Menciono para terminar los textos que conforman el núcleo final de este número, y que son agrupados bajo la sección Pensar la cultura. Se trata de los ensayos “La identidad a partir de otros”, de Boris Groys; “La migración internacional: contra viento y marea”, de Antonio Aja; y “El negro entre nosotros”, de Franz M. Wimmer, que son acompañados de fragmentos textuales publicados en The New York Times, y que hablan sobre las ambigüedades y contradicciones del mundo contemporáneo, específicamente de la sociedad y la cultura norteamericana.
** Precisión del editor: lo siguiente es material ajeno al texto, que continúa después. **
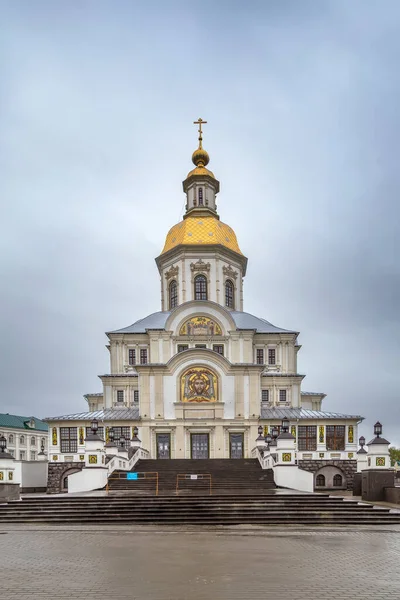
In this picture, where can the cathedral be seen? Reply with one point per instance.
(202, 378)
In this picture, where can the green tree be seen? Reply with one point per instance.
(394, 455)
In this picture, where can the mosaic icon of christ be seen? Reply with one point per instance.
(198, 386)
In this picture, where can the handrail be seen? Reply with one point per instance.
(194, 477)
(140, 476)
(127, 465)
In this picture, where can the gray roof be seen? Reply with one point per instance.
(108, 414)
(302, 413)
(242, 320)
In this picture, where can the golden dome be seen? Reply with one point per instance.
(201, 230)
(201, 171)
(200, 157)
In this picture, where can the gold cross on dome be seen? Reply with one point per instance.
(200, 122)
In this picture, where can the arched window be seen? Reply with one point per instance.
(337, 480)
(200, 288)
(173, 294)
(229, 294)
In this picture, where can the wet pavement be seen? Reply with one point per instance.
(161, 563)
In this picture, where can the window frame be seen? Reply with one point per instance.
(335, 480)
(335, 442)
(229, 294)
(124, 430)
(132, 356)
(260, 356)
(173, 294)
(100, 431)
(200, 287)
(219, 349)
(68, 440)
(272, 356)
(307, 438)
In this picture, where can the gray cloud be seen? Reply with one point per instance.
(96, 137)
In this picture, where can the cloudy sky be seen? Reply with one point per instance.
(97, 100)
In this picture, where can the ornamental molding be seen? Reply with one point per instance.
(229, 272)
(201, 266)
(173, 272)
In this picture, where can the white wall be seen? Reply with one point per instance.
(33, 474)
(293, 478)
(87, 480)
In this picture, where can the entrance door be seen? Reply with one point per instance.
(163, 445)
(236, 445)
(199, 445)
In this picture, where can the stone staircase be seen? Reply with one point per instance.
(223, 476)
(273, 508)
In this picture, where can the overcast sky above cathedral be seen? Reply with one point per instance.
(97, 103)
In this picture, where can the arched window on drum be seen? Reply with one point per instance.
(229, 294)
(200, 288)
(173, 294)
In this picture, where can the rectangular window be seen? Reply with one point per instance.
(271, 356)
(125, 431)
(68, 439)
(335, 437)
(100, 432)
(307, 437)
(132, 356)
(260, 356)
(143, 356)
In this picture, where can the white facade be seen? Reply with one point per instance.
(24, 441)
(200, 376)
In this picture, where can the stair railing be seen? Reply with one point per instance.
(123, 464)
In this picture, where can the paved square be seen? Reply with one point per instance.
(192, 564)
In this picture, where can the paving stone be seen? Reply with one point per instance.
(199, 564)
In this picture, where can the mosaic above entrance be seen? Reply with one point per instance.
(199, 385)
(200, 326)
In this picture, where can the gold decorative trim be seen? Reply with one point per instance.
(200, 266)
(172, 273)
(229, 272)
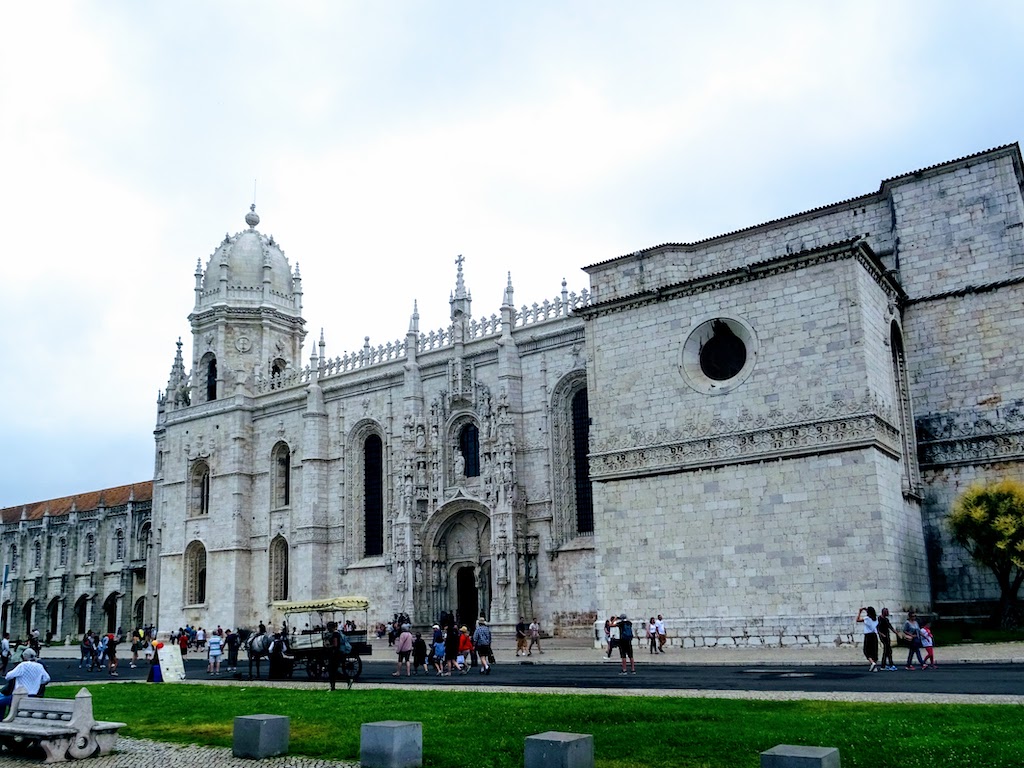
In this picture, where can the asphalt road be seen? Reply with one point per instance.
(1007, 679)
Temas como la importancia de los medios en la formación de patrones o en la deformación de realidades; la emigración como fenómeno global y complejo, en sus repercusiones culturales; las tensiones entre las metrópolis europeas y los países subdesarrollados; así como las alteridades sociales, culturales y raciales, son algunos de los que acompañan estos textos que resultan de una agudeza y una actualidad que se agradecen.

En las actuales condiciones de la poligrafía cubana, es un acto de resistencia realizar una revista que, aunque pierda su necesaria condición de periodicidad y de actualidad inmediata, siga siendo esperada y recibida de la manera en que ocurre con cada número de La Siempreviva. Esa voluntad de resistencia (que se traduce también en resistencia de la memoria, del intelecto, de la literatura) acompaña a este país y a la cultura cubana de muchas maneras. Ese es también el espíritu de La Siempreviva y de sus realizadores (Reynaldo, Baujín y Pepe), y por eso les agradecemos.